2024-11-24 09:35:09 | 中国・台湾

 2020年7月17日の朝日新聞の「いにしえナビ」が革命家・孫文ゆかりの建物として『移情閣』を取り上げていた。「孫文が1913年神戸を訪れた際、歓迎会の会場となったのが、舞子にあった中国人実業家・呉錦堂の別荘でした。移情閣はその2年後に別荘の東側に建てられ、……」と紹介していた。建物についての説明はそれ以外にも書いていたが、孫文についてはそれ以外にはまったく触れておらず、ひじょうに物足らないもので残念であった。

 孫文がなぜこの別荘移情閣に、また神戸日本にゆかりがあるのかをもっと詳しく伝えるべきである。孫文は、日中両国関係のあり方について、現在の日本国民にも示唆を与える言葉を残しているからだ。

 孫文が神戸(日本)を訪れた回数は、資料的に確認できるだけでも18回である。そしてその理由は、革命活動(亡命)にあり、1895年の広東省広州での武装蜂起の失敗から始まるのである。そして、「いにしえナビ」が紹介する1913年には、前年就任した「全国鉄路督弁」として鉄道借款交渉のため来日し、朝野の大歓迎を受け、2月から3月にかけて東京、大阪、神戸、福岡などを訪問している。その後帰国したが、袁世凱大総統と対立し、第2革命を起こしたが失敗し、8月に、翌々年に結婚し妻となる宋慶鈴とともに日本に亡命している。神戸にひそかに上陸し、在神協力者(呉錦堂など)の援助を受けて滞在している。この際に呉錦堂舞子にあった別荘に招かれ歓迎会が行われているのである。1916年には第三革命にも失敗し神戸を訪れている。

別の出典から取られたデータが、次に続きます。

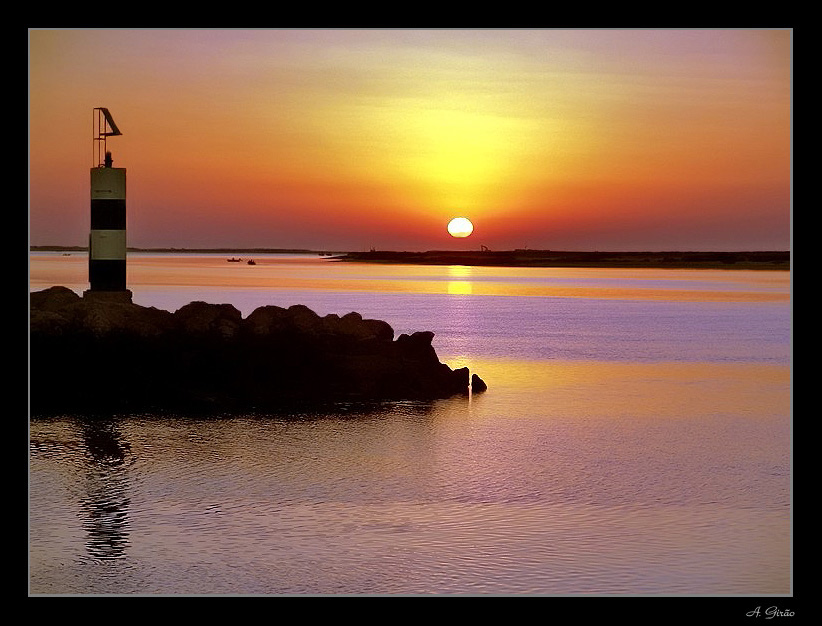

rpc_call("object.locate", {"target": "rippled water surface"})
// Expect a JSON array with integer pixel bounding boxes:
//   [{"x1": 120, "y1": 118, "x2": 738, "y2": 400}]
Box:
[{"x1": 29, "y1": 254, "x2": 792, "y2": 595}]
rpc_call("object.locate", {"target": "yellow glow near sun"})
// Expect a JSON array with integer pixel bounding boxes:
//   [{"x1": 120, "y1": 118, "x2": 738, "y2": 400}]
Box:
[{"x1": 448, "y1": 217, "x2": 474, "y2": 237}]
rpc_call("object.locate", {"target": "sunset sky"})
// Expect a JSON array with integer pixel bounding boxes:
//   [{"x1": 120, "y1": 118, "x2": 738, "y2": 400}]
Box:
[{"x1": 29, "y1": 29, "x2": 792, "y2": 251}]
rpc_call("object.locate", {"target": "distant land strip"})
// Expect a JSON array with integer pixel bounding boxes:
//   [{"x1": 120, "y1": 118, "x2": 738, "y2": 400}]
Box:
[
  {"x1": 30, "y1": 246, "x2": 791, "y2": 270},
  {"x1": 334, "y1": 249, "x2": 791, "y2": 270}
]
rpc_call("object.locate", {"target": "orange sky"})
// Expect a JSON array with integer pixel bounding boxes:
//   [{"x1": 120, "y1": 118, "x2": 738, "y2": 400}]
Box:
[{"x1": 29, "y1": 29, "x2": 791, "y2": 250}]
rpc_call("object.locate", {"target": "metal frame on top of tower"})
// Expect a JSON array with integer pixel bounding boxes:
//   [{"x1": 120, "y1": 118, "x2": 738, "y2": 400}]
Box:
[{"x1": 92, "y1": 107, "x2": 123, "y2": 167}]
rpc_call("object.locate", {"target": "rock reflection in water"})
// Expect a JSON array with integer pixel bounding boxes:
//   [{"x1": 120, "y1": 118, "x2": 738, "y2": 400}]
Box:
[{"x1": 80, "y1": 420, "x2": 130, "y2": 560}]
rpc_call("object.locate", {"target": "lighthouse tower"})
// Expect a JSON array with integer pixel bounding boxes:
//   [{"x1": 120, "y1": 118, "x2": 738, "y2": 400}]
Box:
[{"x1": 83, "y1": 107, "x2": 131, "y2": 302}]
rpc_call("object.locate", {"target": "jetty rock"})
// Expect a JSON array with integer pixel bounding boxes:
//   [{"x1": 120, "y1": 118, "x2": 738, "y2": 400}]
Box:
[{"x1": 29, "y1": 287, "x2": 486, "y2": 415}]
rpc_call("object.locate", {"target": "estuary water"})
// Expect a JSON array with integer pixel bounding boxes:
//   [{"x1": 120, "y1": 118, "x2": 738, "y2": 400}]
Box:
[{"x1": 29, "y1": 253, "x2": 793, "y2": 596}]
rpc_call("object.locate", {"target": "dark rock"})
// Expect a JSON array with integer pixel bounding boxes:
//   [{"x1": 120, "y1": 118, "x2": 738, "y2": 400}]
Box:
[
  {"x1": 174, "y1": 302, "x2": 243, "y2": 339},
  {"x1": 29, "y1": 287, "x2": 486, "y2": 414}
]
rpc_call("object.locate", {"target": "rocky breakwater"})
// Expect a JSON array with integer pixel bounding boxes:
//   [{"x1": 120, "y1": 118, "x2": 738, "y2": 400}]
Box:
[{"x1": 29, "y1": 287, "x2": 486, "y2": 415}]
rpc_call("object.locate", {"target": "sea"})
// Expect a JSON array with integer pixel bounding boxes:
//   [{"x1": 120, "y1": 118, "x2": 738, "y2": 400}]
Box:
[{"x1": 28, "y1": 252, "x2": 794, "y2": 596}]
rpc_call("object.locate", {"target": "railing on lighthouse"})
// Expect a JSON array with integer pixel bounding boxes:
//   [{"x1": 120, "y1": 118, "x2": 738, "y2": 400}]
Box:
[{"x1": 83, "y1": 107, "x2": 131, "y2": 302}]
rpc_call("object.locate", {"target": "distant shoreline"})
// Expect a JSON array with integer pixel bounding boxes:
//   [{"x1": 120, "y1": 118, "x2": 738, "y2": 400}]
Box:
[
  {"x1": 29, "y1": 246, "x2": 791, "y2": 270},
  {"x1": 334, "y1": 250, "x2": 791, "y2": 270}
]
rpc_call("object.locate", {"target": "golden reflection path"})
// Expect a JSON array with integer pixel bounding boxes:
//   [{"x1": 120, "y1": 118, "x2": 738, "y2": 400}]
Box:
[{"x1": 29, "y1": 255, "x2": 790, "y2": 302}]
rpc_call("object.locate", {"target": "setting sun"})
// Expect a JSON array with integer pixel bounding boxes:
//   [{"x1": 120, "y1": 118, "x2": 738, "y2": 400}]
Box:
[{"x1": 448, "y1": 217, "x2": 474, "y2": 237}]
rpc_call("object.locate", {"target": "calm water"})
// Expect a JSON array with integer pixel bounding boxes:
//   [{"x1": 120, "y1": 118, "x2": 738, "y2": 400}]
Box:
[{"x1": 29, "y1": 254, "x2": 793, "y2": 595}]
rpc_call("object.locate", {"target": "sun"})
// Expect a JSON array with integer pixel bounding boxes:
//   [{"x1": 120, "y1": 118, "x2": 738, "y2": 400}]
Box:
[{"x1": 448, "y1": 217, "x2": 474, "y2": 237}]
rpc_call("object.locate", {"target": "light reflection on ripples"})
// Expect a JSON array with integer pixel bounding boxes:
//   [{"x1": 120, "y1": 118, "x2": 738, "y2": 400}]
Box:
[
  {"x1": 29, "y1": 257, "x2": 791, "y2": 595},
  {"x1": 32, "y1": 366, "x2": 789, "y2": 594}
]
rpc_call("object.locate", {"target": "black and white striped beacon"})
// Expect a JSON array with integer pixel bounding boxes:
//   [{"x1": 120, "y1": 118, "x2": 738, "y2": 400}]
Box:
[{"x1": 84, "y1": 107, "x2": 131, "y2": 302}]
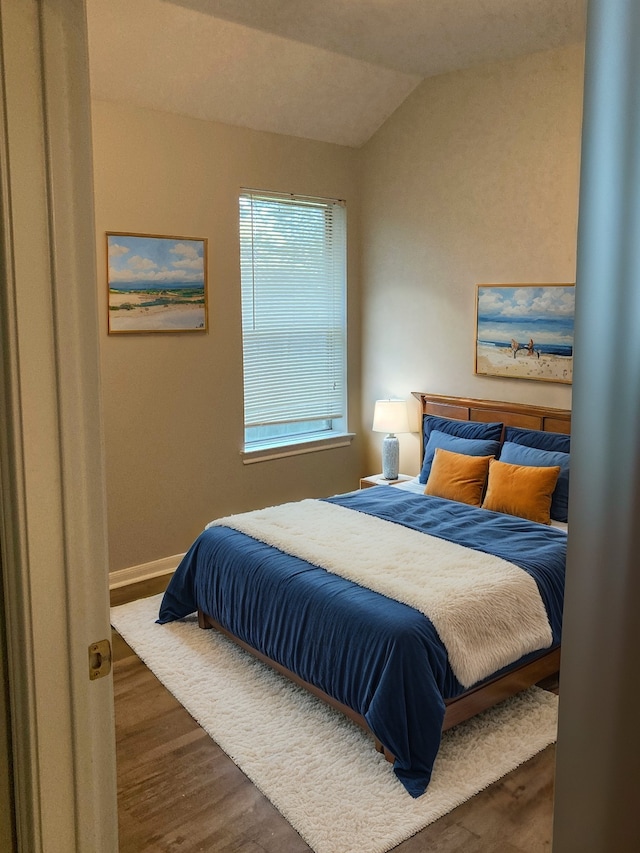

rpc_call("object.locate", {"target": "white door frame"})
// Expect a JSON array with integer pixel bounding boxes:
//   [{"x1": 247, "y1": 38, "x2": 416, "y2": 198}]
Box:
[{"x1": 0, "y1": 0, "x2": 117, "y2": 853}]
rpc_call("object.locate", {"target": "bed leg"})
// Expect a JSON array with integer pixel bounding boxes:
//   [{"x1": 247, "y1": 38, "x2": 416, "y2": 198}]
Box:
[{"x1": 373, "y1": 737, "x2": 396, "y2": 764}]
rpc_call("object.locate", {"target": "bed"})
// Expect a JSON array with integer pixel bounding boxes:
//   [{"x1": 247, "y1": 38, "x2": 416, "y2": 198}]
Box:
[{"x1": 158, "y1": 392, "x2": 570, "y2": 797}]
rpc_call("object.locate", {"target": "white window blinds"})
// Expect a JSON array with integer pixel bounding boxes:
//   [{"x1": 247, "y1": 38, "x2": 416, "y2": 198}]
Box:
[{"x1": 240, "y1": 191, "x2": 346, "y2": 438}]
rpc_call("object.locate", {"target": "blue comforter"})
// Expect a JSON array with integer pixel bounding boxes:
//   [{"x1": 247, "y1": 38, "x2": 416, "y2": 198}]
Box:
[{"x1": 158, "y1": 487, "x2": 566, "y2": 797}]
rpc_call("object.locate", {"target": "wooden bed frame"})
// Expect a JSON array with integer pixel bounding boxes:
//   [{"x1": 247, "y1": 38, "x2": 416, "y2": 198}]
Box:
[{"x1": 198, "y1": 391, "x2": 571, "y2": 761}]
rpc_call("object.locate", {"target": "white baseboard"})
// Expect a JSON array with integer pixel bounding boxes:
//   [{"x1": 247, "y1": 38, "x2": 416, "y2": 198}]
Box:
[{"x1": 109, "y1": 554, "x2": 184, "y2": 589}]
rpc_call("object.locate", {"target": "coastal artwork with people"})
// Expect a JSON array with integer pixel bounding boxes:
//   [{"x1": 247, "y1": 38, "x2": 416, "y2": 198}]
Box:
[
  {"x1": 475, "y1": 284, "x2": 575, "y2": 383},
  {"x1": 107, "y1": 232, "x2": 207, "y2": 334}
]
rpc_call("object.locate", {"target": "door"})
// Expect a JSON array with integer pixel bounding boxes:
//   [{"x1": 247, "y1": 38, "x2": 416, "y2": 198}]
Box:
[{"x1": 0, "y1": 0, "x2": 117, "y2": 853}]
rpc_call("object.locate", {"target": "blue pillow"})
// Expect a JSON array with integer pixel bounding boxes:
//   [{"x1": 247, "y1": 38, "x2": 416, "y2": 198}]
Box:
[
  {"x1": 504, "y1": 427, "x2": 571, "y2": 452},
  {"x1": 500, "y1": 442, "x2": 569, "y2": 521},
  {"x1": 419, "y1": 415, "x2": 503, "y2": 483},
  {"x1": 420, "y1": 429, "x2": 500, "y2": 483}
]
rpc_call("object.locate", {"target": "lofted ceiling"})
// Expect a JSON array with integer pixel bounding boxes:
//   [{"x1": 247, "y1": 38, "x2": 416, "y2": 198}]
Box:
[{"x1": 86, "y1": 0, "x2": 586, "y2": 147}]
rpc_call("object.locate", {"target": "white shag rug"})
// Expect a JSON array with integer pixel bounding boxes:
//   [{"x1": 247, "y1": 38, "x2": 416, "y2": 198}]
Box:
[{"x1": 111, "y1": 595, "x2": 558, "y2": 853}]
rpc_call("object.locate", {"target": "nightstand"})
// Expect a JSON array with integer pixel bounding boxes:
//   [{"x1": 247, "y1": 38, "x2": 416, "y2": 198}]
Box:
[{"x1": 360, "y1": 474, "x2": 413, "y2": 489}]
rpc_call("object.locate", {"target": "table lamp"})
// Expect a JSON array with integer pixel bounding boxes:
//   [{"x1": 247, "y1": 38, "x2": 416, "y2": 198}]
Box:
[{"x1": 373, "y1": 400, "x2": 411, "y2": 480}]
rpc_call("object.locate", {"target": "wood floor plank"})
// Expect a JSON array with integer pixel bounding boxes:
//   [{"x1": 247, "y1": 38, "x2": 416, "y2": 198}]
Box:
[{"x1": 113, "y1": 592, "x2": 557, "y2": 853}]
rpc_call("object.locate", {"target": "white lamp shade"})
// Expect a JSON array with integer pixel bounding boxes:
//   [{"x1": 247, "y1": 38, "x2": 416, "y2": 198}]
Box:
[{"x1": 373, "y1": 400, "x2": 411, "y2": 434}]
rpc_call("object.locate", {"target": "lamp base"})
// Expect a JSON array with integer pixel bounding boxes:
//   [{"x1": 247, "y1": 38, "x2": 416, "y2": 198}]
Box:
[{"x1": 382, "y1": 433, "x2": 400, "y2": 480}]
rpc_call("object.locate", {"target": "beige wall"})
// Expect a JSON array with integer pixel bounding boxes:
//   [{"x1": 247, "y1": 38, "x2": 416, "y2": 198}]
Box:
[
  {"x1": 93, "y1": 41, "x2": 583, "y2": 570},
  {"x1": 93, "y1": 102, "x2": 360, "y2": 571},
  {"x1": 361, "y1": 46, "x2": 583, "y2": 473}
]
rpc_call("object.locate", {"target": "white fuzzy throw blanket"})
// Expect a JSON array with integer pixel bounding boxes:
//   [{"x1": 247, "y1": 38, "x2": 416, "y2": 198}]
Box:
[{"x1": 207, "y1": 500, "x2": 552, "y2": 687}]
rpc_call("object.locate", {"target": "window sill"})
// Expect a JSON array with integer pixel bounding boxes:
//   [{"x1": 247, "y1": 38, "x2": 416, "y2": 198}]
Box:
[{"x1": 240, "y1": 432, "x2": 355, "y2": 465}]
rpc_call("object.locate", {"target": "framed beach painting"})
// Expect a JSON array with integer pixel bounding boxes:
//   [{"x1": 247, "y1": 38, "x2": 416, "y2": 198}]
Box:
[
  {"x1": 475, "y1": 284, "x2": 575, "y2": 383},
  {"x1": 107, "y1": 231, "x2": 207, "y2": 335}
]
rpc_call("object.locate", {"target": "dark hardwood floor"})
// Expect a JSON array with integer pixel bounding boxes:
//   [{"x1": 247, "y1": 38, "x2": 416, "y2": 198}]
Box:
[{"x1": 112, "y1": 581, "x2": 557, "y2": 853}]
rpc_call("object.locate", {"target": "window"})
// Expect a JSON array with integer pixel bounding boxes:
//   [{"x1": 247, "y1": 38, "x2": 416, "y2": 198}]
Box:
[{"x1": 240, "y1": 191, "x2": 346, "y2": 452}]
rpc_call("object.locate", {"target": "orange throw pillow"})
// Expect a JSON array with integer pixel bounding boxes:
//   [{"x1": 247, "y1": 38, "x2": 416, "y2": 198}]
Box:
[
  {"x1": 424, "y1": 447, "x2": 493, "y2": 506},
  {"x1": 482, "y1": 459, "x2": 560, "y2": 524}
]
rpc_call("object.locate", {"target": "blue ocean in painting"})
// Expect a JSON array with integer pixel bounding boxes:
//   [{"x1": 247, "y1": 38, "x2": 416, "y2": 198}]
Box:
[
  {"x1": 478, "y1": 316, "x2": 573, "y2": 357},
  {"x1": 109, "y1": 280, "x2": 204, "y2": 293}
]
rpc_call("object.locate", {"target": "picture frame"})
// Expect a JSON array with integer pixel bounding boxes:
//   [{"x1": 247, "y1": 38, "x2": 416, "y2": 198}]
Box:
[
  {"x1": 475, "y1": 284, "x2": 575, "y2": 384},
  {"x1": 106, "y1": 231, "x2": 208, "y2": 335}
]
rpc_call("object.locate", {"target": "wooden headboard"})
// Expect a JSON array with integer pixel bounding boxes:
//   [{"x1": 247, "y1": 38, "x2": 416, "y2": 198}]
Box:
[{"x1": 413, "y1": 391, "x2": 571, "y2": 446}]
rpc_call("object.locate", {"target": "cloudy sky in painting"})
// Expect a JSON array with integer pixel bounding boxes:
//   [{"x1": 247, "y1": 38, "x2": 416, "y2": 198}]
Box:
[
  {"x1": 478, "y1": 285, "x2": 575, "y2": 320},
  {"x1": 107, "y1": 234, "x2": 204, "y2": 285}
]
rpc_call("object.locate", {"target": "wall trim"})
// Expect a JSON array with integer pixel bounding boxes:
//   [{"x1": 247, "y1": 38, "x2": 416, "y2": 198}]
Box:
[{"x1": 109, "y1": 554, "x2": 184, "y2": 590}]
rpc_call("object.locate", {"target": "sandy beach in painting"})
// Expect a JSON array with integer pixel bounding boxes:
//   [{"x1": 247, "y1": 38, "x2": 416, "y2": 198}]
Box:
[
  {"x1": 476, "y1": 344, "x2": 573, "y2": 382},
  {"x1": 109, "y1": 290, "x2": 205, "y2": 332}
]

 孫文は1925年の死の前年の1924年にも来日し11月末には神戸を訪れている。この時には11月28日に兵庫県立高等女学校(当時は現在の県庁所在地に存在)講堂において、『大アジア主義』と題して講演を行っている。この講演会は神戸商業会議所が主催し、新聞社4社(神戸又新日報、神戸新聞、大阪朝日新聞、大阪毎日新聞)が後援して開催された。その内容は、当時すでに「21か条要求」を押し付け、中国への侵略を推し進めていた神聖天皇主権大日本帝国政府を明確に批判反省を促そうとするものであった。それは、

「アジアの文化は仁義道徳を語る王道文化であり、ヨーロッパの文化は武力の文化であり、武力を用いてアジアを圧迫している。日本は日露戦争の勝利でアジアの人々を励ますなど武力を身につけており、また、アジアの王道文化の本質ももっているが、西方覇道手先となるか、東方王道守り手となるかは日本人は慎重に考慮してその一つを選ぶべきである」と訴えるものであった。

 しかし、この後の神聖天皇主権大日本帝国政府は、孫文の「訴え」に応えず期待を裏切る道を選び、中華民国に対して最も露骨な侵略者となっていった事は歴史が示す通りである。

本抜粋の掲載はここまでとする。